50% chance of bear market

What is the difference between a bear trend and a bear market? Over the past couple of decades, institutions have come to agree that the term “bear market” means at least a 20% selloff from the all-time high. This is true for any market. They are not looking at anything else. Therefore, this has nothing to do with charts or technical analysis.

When you hear the word trend, you immediately picture a chart. It is therefore a term that chartists use, and everyone has his own definition. There is the agreement that a bear trend means a series of lower highs and lows.

However, trends have major and minor highs and lows, and it is often not clear if something is major or minor. Traders are free to use the terms bear trend and bull trend in any way that they would like. No one will question your definition as long as the highs and lows are trending in a fairly obvious way.

e-mini weekly chart

The daily and weekly charts are probably in the early stages of bear trends. I said last week that there was at least a 50% chance of a 20% correction. That means a bear market. I suspect a bear market is more than 50% likely.

Furthermore, I said that there was a 30% chance of a 30% to 50% correction. That is still true. If there are consecutive closes below last week’s low, the probability will go up to at least 40%. Also, if there is a 40% to 50% correction, traders should assume that a decade-long trading range has begun.

Wednesday was weak Low 1 sell signal

The daily chart broke below Wednesday’s low. That triggered a Low 1 sell signal. But Wednesday was a bull bar and it was in a strong four-day rally.
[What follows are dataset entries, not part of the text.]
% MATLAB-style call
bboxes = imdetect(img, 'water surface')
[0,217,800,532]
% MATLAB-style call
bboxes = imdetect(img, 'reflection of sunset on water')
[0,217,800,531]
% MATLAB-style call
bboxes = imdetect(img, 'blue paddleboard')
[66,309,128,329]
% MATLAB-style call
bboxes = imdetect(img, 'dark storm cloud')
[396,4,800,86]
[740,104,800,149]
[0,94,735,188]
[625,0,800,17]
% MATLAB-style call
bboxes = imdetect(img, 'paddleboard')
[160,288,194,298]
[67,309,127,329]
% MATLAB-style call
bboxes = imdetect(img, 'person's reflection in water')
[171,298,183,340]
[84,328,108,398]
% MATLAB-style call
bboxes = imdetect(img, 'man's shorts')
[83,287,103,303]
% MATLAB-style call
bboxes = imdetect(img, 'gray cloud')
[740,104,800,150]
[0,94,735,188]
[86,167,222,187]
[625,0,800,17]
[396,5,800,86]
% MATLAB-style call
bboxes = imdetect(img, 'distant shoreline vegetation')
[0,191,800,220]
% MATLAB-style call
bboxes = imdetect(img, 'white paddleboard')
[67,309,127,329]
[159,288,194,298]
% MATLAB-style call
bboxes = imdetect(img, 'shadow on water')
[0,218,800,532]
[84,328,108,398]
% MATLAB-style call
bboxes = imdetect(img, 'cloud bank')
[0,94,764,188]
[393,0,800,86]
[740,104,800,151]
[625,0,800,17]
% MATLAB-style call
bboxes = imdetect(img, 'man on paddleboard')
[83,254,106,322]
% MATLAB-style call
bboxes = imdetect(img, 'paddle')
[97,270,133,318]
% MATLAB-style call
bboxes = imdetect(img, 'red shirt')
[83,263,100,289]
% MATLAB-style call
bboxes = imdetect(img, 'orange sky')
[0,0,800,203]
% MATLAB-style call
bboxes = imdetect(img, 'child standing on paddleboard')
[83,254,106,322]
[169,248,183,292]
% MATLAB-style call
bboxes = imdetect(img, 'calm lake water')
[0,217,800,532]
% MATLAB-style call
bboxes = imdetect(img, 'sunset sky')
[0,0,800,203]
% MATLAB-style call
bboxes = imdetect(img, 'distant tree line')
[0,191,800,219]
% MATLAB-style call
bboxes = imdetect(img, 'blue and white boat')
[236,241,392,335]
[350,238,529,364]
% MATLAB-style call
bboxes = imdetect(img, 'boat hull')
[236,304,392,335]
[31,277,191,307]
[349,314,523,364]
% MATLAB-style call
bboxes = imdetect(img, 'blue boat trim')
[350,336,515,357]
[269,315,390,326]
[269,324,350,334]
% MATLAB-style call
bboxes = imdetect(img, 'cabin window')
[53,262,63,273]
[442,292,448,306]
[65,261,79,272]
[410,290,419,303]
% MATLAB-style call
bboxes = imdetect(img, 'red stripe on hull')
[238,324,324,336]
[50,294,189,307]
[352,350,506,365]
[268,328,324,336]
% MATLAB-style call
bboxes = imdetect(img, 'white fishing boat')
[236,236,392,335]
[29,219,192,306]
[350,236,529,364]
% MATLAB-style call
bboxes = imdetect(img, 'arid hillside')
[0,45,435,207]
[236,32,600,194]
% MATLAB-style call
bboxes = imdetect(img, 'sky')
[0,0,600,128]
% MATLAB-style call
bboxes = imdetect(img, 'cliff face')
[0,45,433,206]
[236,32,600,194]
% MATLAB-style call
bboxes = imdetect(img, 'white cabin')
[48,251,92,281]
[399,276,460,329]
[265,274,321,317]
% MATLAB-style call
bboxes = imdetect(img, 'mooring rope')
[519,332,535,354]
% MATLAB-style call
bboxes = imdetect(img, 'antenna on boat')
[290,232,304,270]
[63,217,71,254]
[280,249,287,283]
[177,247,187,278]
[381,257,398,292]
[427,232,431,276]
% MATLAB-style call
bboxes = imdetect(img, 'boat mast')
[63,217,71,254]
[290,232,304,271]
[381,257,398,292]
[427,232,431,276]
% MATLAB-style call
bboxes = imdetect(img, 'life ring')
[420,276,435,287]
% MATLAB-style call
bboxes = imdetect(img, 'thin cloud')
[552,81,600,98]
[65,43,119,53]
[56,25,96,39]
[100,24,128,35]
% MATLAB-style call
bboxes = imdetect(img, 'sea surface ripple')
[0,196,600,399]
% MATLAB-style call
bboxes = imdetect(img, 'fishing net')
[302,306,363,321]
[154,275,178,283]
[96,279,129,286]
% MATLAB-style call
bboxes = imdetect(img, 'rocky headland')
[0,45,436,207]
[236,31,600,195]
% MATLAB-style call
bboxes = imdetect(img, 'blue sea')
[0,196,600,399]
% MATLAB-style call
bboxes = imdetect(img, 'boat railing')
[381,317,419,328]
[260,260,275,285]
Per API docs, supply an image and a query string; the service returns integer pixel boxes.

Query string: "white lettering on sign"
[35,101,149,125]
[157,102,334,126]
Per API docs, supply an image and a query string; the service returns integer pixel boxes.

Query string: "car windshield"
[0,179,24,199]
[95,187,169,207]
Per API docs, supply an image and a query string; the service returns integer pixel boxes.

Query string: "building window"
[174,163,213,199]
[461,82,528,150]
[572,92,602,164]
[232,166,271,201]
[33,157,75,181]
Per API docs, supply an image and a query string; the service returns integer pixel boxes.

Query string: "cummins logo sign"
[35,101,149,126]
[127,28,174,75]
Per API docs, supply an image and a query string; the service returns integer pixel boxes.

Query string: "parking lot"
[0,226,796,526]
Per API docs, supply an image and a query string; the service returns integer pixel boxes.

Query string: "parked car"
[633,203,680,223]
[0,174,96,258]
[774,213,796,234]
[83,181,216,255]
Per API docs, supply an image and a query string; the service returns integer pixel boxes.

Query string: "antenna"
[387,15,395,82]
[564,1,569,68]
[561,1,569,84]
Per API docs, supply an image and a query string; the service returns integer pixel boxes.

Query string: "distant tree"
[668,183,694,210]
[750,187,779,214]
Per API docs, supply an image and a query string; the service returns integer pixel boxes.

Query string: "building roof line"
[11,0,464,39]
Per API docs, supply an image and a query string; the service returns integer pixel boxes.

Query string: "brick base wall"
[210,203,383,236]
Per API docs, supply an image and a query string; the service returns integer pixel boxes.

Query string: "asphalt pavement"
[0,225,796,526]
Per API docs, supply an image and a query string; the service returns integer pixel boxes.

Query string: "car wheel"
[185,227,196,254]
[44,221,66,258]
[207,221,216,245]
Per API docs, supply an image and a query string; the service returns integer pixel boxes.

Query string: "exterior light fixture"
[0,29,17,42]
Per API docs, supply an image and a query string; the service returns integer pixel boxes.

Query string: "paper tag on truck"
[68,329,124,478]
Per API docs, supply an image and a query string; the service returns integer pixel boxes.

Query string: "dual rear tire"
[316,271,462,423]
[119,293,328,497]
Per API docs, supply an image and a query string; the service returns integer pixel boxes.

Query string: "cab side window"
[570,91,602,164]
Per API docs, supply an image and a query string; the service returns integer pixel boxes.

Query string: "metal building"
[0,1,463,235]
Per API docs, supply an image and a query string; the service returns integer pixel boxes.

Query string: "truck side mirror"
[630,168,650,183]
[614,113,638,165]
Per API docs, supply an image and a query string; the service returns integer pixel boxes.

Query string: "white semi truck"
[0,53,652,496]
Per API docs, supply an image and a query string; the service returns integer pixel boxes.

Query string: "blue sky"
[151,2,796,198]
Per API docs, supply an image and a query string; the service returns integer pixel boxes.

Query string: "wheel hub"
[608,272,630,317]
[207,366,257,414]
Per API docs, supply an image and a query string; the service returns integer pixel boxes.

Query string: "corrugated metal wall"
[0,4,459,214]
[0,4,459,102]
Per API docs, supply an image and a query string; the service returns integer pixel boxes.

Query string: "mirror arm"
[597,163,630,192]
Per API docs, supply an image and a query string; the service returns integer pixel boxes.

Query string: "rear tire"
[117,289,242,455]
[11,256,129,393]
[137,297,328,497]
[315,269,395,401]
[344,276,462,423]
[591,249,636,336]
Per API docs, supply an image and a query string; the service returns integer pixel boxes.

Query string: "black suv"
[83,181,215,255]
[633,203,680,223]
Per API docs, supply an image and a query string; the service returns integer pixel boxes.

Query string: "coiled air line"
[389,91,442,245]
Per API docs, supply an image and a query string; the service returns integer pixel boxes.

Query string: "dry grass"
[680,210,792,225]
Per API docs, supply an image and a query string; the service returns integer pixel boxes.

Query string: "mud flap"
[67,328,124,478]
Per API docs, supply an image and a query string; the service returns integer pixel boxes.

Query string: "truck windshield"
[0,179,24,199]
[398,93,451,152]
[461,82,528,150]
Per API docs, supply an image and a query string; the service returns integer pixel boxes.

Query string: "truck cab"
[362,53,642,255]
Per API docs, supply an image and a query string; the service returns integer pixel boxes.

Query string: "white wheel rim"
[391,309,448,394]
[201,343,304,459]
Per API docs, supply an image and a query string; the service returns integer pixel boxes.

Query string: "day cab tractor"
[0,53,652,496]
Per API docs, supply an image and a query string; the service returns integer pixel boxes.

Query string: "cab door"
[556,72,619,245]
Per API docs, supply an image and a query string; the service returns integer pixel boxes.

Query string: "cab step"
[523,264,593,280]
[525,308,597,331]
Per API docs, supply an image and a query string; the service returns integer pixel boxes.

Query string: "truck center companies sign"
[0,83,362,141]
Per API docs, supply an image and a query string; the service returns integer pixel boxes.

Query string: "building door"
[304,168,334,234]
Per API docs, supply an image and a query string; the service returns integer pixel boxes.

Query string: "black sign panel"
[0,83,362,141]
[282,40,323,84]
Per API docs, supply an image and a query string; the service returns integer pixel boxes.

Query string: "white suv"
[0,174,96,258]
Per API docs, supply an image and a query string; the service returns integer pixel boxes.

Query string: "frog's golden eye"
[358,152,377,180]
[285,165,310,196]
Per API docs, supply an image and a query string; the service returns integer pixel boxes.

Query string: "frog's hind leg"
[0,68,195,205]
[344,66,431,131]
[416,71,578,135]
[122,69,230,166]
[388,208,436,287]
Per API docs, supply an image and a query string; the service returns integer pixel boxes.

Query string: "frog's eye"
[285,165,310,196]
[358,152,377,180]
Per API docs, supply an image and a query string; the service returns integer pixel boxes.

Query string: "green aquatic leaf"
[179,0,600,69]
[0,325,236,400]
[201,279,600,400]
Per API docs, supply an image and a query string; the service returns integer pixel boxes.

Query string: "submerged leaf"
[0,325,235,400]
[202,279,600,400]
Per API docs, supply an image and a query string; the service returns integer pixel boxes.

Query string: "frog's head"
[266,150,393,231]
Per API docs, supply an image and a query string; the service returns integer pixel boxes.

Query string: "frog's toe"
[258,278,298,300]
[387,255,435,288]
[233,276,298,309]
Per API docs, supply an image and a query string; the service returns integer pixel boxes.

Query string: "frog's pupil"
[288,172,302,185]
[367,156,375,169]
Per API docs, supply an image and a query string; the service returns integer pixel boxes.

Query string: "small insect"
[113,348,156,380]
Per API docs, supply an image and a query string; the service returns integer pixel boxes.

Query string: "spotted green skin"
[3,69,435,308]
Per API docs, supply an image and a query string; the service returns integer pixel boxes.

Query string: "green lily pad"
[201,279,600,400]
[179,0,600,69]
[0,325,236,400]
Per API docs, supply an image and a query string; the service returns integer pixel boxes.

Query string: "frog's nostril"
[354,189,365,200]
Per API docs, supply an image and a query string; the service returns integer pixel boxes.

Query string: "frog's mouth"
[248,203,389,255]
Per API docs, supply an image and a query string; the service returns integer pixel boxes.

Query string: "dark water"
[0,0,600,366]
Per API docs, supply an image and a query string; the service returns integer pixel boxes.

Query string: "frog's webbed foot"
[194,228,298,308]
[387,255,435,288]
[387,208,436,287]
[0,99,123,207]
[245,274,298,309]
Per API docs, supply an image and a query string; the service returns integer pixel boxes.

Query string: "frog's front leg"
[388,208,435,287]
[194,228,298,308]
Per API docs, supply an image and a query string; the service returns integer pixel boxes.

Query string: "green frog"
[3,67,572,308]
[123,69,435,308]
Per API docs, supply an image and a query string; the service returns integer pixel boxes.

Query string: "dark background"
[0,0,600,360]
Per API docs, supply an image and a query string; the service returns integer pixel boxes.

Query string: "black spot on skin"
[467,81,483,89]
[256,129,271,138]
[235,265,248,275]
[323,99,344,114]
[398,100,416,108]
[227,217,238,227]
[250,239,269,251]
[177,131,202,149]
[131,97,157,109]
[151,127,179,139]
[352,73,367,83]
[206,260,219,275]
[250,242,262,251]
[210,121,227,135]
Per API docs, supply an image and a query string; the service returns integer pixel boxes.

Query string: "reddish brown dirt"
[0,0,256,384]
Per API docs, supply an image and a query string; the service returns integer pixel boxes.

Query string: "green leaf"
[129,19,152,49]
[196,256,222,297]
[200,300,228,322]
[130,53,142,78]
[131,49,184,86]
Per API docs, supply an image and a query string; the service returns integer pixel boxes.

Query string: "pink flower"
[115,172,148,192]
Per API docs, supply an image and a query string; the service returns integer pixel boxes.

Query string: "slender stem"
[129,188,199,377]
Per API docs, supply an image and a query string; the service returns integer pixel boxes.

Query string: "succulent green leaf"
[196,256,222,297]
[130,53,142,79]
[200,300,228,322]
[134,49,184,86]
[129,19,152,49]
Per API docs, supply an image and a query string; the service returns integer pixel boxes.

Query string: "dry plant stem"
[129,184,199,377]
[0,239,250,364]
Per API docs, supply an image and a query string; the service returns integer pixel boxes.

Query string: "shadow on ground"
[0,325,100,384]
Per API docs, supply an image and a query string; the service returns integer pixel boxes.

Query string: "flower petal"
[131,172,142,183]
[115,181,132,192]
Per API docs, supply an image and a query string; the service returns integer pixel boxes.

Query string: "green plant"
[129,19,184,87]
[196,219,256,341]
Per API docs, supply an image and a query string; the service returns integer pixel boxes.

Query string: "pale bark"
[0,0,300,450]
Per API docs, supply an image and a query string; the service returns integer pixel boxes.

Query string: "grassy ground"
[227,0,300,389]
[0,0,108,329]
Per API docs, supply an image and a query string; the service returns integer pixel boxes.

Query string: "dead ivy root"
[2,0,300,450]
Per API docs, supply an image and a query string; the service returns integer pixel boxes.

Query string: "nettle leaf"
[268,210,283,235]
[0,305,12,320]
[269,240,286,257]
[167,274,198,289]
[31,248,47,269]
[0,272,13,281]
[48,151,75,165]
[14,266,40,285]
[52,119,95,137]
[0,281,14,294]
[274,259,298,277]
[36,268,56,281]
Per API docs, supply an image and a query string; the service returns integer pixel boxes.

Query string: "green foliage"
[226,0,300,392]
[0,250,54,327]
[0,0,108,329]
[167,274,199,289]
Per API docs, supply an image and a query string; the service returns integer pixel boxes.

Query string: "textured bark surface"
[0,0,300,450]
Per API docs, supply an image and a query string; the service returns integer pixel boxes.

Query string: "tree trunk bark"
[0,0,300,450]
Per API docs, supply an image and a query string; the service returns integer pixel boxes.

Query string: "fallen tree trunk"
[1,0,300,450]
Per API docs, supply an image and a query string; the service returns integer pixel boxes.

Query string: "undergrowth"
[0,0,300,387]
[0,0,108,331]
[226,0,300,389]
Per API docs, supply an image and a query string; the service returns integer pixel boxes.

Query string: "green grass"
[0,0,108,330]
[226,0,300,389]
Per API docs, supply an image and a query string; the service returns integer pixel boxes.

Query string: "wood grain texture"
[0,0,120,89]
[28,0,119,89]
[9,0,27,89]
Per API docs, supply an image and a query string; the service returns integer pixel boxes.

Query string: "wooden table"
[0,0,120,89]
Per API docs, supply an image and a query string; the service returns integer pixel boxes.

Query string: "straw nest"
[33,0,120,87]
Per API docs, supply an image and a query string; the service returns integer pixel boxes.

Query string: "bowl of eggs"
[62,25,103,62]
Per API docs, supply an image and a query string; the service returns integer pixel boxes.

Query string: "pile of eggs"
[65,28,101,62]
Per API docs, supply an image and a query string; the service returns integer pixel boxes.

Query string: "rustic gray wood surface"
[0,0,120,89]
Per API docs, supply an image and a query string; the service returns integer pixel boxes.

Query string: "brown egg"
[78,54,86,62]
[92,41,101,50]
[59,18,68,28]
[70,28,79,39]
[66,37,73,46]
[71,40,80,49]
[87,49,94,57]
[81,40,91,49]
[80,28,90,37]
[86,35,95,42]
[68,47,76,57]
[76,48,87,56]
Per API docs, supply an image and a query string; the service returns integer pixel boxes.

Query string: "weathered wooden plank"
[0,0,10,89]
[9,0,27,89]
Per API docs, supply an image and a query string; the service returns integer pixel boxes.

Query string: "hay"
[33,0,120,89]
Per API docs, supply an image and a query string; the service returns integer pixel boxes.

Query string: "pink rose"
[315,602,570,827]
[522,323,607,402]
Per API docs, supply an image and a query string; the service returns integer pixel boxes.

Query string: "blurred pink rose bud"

It is therefore a weak sell signal.

When that is the case, some bulls will scale in as the E-mini falls, expecting a rally back to above Wednesday’s low. That is what often happens when the sell signal bar is weak. Consequently, the bulls have a reasonable chance of a bounce-back up to Wednesday’s low this week if there is no bad Coronavirus news over the weekend.

However, traders believe that any rally will be a pullback in a bear trend or the start of a bull leg in a trading range and not the start of a bull trend. The bulls only have a 30% chance of getting a new high within the next few months.